尽管液体活检在癌症治疗方面有巨大的潜力,但在将血液循环蛋白质组学和基因组生物标志物转化为临床方面却收效甚微。这主要是由于血液循环中肿瘤来源的生物分子浓度极低,特别是在早期疾病阶段,这使得生物标志物管道的发现阶段极具挑战性。纳米技术提供了一个很有前途的解决方案,最近开发了一种纳米粒子-生物分子富集工具,用于富集卵巢癌患者血液中的低丰度、低分子量蛋白质。[1]蛋白质组学分析和基于免疫分析的选定蛋白质验证表明,纳米粒子平台在发现比临床使用的生物标志物具有更高特异性和敏感性的新型生物标志物方面具有潜力。此外,我们最近证实了在体外与人血浆孵育的脂质纳米颗粒表面捕获无细胞DNA (cfDNA)的存在。[2]与年龄匹配的女性对照相比,在晚期卵巢癌患者的纳米颗粒富集血浆样本中检测到的cfDNA丰度明显更高。对相同样本的蛋白质组学分析也显示了肿瘤特异性组蛋白的升高,组蛋白通常在循环中与cfDNA复合物中发现。这些发现强调了开发纳米蛋白质基因组学平台的机会,该平台能够同时从人血浆中纯化蛋白质和无细胞核酸,这是发现新的多组生物标志物面板的重要一步。利用上述专利纳米技术,我们比较了来自年龄和性别匹配对照的癌症患者的纳米颗粒生物分子样本的蛋白质组学和基因组图谱,以发现新的潜在的基于血液的生物标志物。简而言之,离体血浆样品与基于脂质的纳米颗粒一起孵育,并使用基于尺寸的两步纯化方案进行纯化。然后通过无标记蛋白质组学(LC-MS/MS)和下一代测序分析纯化的样品,以揭示蛋白质组学和基因组肿瘤特异性特征,包括差异丰富的蛋白质,基因组拷贝数改变和肿瘤特异性突变。

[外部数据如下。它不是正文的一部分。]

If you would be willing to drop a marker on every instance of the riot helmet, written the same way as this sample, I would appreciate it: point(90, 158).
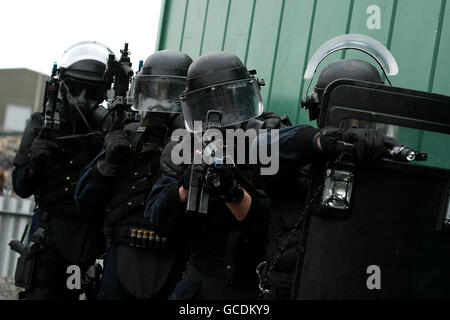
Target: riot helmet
point(81, 71)
point(219, 82)
point(159, 83)
point(347, 69)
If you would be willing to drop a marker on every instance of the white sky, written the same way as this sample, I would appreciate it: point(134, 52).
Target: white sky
point(35, 33)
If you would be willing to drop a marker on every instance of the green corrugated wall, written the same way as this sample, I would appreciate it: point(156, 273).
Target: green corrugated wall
point(277, 38)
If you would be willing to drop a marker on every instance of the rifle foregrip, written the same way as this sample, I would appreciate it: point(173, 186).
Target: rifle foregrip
point(17, 246)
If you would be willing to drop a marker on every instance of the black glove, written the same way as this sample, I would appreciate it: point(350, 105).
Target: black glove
point(117, 148)
point(369, 143)
point(41, 151)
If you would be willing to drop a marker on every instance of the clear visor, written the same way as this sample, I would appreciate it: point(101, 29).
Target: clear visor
point(86, 50)
point(237, 101)
point(359, 42)
point(157, 93)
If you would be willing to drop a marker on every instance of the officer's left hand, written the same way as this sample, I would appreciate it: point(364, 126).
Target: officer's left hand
point(117, 148)
point(369, 143)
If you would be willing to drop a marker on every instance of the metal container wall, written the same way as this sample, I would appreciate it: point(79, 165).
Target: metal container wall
point(277, 38)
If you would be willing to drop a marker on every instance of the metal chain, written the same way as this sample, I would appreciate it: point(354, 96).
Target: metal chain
point(280, 250)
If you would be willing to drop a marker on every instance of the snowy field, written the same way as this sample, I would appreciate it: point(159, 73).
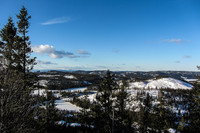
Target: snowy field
point(69, 77)
point(161, 83)
point(62, 105)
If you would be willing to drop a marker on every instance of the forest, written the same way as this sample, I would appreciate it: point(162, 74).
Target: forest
point(112, 111)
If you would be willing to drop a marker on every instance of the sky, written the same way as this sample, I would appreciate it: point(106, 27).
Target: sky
point(120, 35)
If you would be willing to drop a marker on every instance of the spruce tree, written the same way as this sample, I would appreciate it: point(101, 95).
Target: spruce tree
point(26, 63)
point(18, 105)
point(121, 113)
point(7, 48)
point(145, 119)
point(105, 102)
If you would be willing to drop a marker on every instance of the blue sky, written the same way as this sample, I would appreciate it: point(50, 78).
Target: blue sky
point(134, 35)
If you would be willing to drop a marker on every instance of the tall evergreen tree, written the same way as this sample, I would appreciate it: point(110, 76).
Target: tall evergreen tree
point(145, 119)
point(105, 101)
point(121, 115)
point(7, 48)
point(18, 110)
point(24, 44)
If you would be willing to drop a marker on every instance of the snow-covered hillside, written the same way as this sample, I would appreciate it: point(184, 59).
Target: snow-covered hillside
point(161, 83)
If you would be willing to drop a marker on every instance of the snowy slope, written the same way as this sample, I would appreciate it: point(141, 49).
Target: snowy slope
point(162, 83)
point(62, 105)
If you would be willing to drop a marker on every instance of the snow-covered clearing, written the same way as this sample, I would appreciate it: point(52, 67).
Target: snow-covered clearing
point(70, 77)
point(62, 105)
point(48, 75)
point(81, 89)
point(161, 83)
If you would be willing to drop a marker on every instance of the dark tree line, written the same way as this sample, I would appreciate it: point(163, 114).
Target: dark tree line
point(22, 112)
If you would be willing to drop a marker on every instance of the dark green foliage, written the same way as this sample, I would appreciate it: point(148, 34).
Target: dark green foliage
point(8, 45)
point(17, 106)
point(24, 48)
point(105, 100)
point(144, 118)
point(122, 118)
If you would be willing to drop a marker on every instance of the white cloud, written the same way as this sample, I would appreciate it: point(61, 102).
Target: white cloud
point(57, 21)
point(186, 56)
point(83, 52)
point(39, 62)
point(173, 40)
point(52, 52)
point(115, 50)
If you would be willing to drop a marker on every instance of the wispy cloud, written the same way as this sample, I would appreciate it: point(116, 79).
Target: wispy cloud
point(173, 40)
point(39, 62)
point(115, 51)
point(57, 21)
point(83, 52)
point(52, 52)
point(186, 56)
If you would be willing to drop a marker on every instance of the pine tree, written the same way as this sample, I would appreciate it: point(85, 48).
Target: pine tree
point(123, 120)
point(18, 106)
point(145, 120)
point(25, 62)
point(7, 48)
point(105, 102)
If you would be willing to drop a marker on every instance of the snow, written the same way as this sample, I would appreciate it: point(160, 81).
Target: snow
point(81, 89)
point(162, 83)
point(48, 75)
point(70, 77)
point(189, 80)
point(62, 105)
point(43, 82)
point(39, 92)
point(171, 130)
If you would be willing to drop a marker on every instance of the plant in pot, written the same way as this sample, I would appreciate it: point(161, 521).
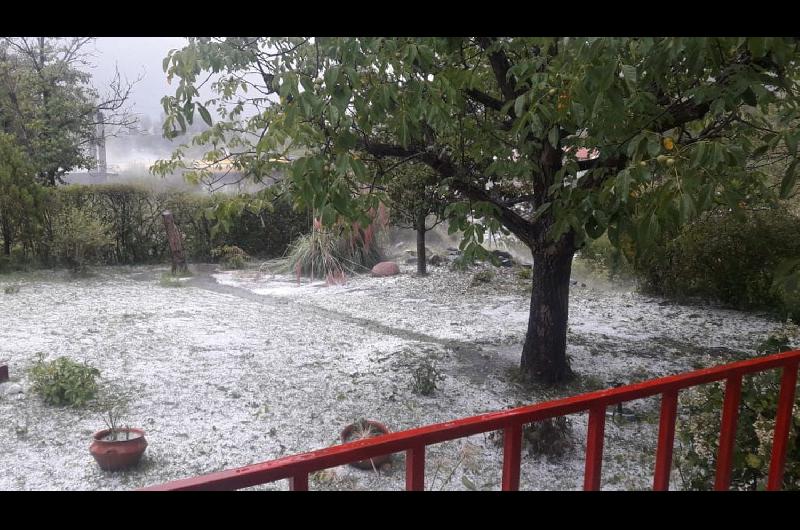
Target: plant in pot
point(117, 448)
point(362, 430)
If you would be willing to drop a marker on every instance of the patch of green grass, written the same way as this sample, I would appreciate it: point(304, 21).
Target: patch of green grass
point(168, 280)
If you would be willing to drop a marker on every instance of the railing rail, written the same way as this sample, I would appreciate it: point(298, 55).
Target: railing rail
point(297, 468)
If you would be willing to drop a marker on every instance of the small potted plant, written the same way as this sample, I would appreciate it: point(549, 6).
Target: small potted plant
point(361, 430)
point(117, 448)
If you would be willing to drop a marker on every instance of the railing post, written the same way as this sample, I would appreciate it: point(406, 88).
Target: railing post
point(666, 439)
point(727, 434)
point(299, 482)
point(594, 447)
point(415, 468)
point(783, 422)
point(512, 449)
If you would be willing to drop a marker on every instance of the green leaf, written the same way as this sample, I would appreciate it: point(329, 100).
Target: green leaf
point(204, 114)
point(519, 105)
point(553, 136)
point(789, 180)
point(629, 73)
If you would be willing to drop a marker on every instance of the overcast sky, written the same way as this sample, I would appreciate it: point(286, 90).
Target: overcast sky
point(136, 56)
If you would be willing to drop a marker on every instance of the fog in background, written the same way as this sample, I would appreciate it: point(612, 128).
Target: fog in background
point(139, 61)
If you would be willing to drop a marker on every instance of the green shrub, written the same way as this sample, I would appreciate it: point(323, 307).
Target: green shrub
point(699, 427)
point(131, 217)
point(480, 277)
point(603, 257)
point(64, 381)
point(80, 239)
point(230, 256)
point(728, 259)
point(425, 377)
point(170, 280)
point(551, 437)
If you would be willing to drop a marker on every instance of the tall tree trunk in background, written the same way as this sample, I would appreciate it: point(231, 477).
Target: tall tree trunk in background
point(6, 226)
point(422, 265)
point(175, 244)
point(544, 355)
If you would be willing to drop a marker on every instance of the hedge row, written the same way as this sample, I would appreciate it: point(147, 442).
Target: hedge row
point(128, 219)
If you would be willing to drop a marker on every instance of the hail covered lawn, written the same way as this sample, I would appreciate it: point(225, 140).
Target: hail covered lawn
point(237, 367)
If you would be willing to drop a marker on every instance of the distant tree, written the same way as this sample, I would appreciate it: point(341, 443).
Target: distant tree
point(416, 201)
point(20, 195)
point(665, 126)
point(49, 105)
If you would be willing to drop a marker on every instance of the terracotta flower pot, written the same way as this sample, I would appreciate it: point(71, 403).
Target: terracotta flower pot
point(114, 455)
point(349, 434)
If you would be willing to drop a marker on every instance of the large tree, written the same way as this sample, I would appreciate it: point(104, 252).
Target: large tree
point(47, 101)
point(554, 139)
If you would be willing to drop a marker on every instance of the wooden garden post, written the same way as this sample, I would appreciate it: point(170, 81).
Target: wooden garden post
point(175, 244)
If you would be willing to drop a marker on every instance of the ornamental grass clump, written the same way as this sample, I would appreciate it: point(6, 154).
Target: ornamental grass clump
point(331, 253)
point(64, 381)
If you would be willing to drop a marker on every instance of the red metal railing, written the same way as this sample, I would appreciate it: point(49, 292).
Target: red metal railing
point(296, 468)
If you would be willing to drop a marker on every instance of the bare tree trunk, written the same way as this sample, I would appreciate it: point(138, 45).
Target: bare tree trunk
point(6, 237)
point(175, 244)
point(422, 264)
point(544, 355)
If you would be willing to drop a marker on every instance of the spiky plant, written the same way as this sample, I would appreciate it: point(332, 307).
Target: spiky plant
point(331, 253)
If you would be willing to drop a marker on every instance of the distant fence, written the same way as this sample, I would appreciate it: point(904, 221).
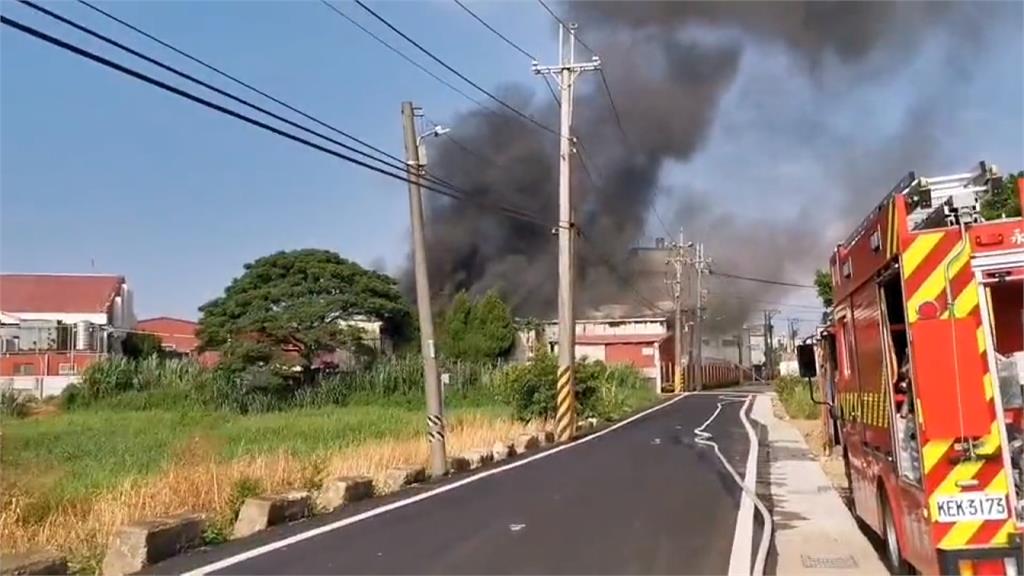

这项工作突出了我们基于纳米技术的富集平台的潜力,以加强癌症特异性蛋白质基因组生物标志物面板的发现,这是开发用于癌症早期检测的敏感和特异性液体活检的重要一步。[1]刘建军,李建军,李建军,等。纳米材料与纳米技术,2016,34(1):1 - 9。[2]李建军,张建军,张建军,张建军,张建军,等。纳米材料与纳米材料的研究进展。引文格式:Lois Gardner, Dominic G. Rothwell, Caroline Dive, Kostas Kostarelos, Marilena Hadjidemetriou。纳米技术用于多组学血液分析和癌症生物标志物发现[摘要]。见:美国癌症研究协会2021年年会论文集;2021年4月10日至15日和5月17日至21日。费城(PA): AACR;癌症杂志,2021;81(13 -增刊):568。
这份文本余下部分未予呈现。